Les zarchives sont ici...
25 octobre 2007
Songeuse
Un très drôle de rêve, vraiment.
Oscillation incessante.
Tension.
Attirance permanente.
Etre toujours à la limite de céder et d’embrasser l’Autre à pleine bouche.
Empêtrée dans une atmosphère lourde, trop dense, trop tendue.
Résister, finalement.
Et, le matin, la puissance quasi viscérale, laissée par ce rêve, qui au fur et à mesure de la journée, s’étiole...

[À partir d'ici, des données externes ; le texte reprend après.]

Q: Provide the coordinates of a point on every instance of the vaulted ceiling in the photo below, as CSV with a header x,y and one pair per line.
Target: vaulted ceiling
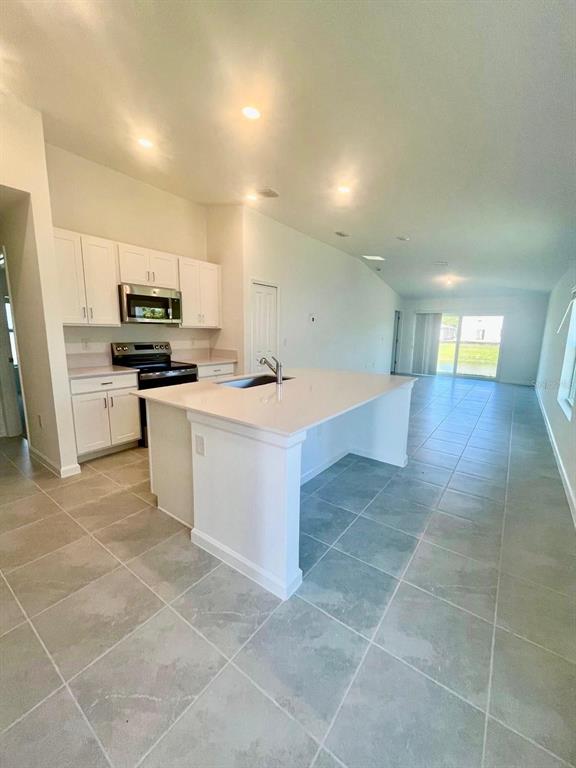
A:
x,y
452,122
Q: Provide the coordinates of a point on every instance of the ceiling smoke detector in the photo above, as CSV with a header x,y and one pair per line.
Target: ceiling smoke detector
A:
x,y
267,192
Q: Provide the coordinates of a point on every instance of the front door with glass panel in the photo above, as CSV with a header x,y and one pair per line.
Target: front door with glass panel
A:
x,y
470,345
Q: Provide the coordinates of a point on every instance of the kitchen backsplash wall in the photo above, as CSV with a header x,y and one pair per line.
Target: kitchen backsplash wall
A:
x,y
93,344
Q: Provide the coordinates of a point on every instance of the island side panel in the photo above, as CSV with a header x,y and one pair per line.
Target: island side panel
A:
x,y
170,452
377,430
247,500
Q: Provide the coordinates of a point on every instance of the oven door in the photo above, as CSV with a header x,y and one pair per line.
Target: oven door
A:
x,y
143,304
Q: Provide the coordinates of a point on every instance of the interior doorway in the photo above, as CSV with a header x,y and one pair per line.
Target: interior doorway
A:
x,y
11,403
469,345
263,324
396,341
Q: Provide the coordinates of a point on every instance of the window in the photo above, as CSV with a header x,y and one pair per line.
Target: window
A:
x,y
470,345
567,389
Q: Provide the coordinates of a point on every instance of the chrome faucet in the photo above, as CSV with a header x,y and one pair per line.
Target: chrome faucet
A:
x,y
277,371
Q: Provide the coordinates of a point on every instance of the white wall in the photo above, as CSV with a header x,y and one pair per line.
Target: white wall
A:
x,y
354,308
90,198
226,247
27,233
524,318
563,430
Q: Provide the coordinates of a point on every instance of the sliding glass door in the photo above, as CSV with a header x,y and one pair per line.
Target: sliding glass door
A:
x,y
469,345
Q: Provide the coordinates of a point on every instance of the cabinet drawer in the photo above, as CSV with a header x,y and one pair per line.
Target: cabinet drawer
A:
x,y
224,369
103,383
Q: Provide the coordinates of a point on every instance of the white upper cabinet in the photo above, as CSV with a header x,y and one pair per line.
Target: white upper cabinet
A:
x,y
190,288
88,277
164,270
68,250
101,279
200,286
142,266
134,264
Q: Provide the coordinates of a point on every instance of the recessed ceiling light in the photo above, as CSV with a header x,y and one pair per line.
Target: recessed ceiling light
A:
x,y
268,192
251,113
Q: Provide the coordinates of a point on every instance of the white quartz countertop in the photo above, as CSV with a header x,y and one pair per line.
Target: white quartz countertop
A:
x,y
99,370
311,397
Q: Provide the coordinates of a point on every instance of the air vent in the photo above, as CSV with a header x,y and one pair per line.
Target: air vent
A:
x,y
267,192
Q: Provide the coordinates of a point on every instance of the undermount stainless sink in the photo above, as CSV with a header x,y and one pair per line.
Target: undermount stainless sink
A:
x,y
252,381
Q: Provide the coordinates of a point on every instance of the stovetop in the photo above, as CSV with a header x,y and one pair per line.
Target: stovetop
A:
x,y
149,358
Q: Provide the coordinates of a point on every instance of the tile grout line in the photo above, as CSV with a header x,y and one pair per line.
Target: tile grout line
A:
x,y
65,684
361,662
399,581
499,578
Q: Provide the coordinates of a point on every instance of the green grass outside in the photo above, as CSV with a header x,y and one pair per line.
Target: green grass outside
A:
x,y
474,358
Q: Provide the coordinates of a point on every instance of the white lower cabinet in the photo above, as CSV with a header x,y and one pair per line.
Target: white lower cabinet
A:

Ce soir en sortant, des milliers d’oiseaux, par bans. Des centaines posés sur la grue ; de larges figures mouvantes faites de milliers de points noirs qui ondulent dans le ciel.
24 octobre 2007
Shoplifters Of The World Unite
Last week. Une espèce d’après-midi en dégringolade d’impromptus.
Pleine d’ardeur, je décide d’aller à la Biblio Nationale,ramener, ou chercher, ma foi quelle importance, divers parchemins. Pleine d’ardeur donc, au point de me trouver devant la bibliothèque avant les 14h garantissant l’ouverture de la bâtisse, tellement avant 14h que, point découragée du tout, je décide de chambouler mon programme et d’aller à l’université m’emparer d’un ouvrage puis de revenir une fois 14h sonnées.
Sitôt
dit, sitôt fait ; me voilà à l’université, fourrageant dans les
rayonnages pour me rendre victorieusement en salle des quotidiens dotée
du précieux tapuscrit (il est vraiment pourri, ce mot, tapuscrit). Je
me laisse prendre par la critique (alléchante) de This Is England.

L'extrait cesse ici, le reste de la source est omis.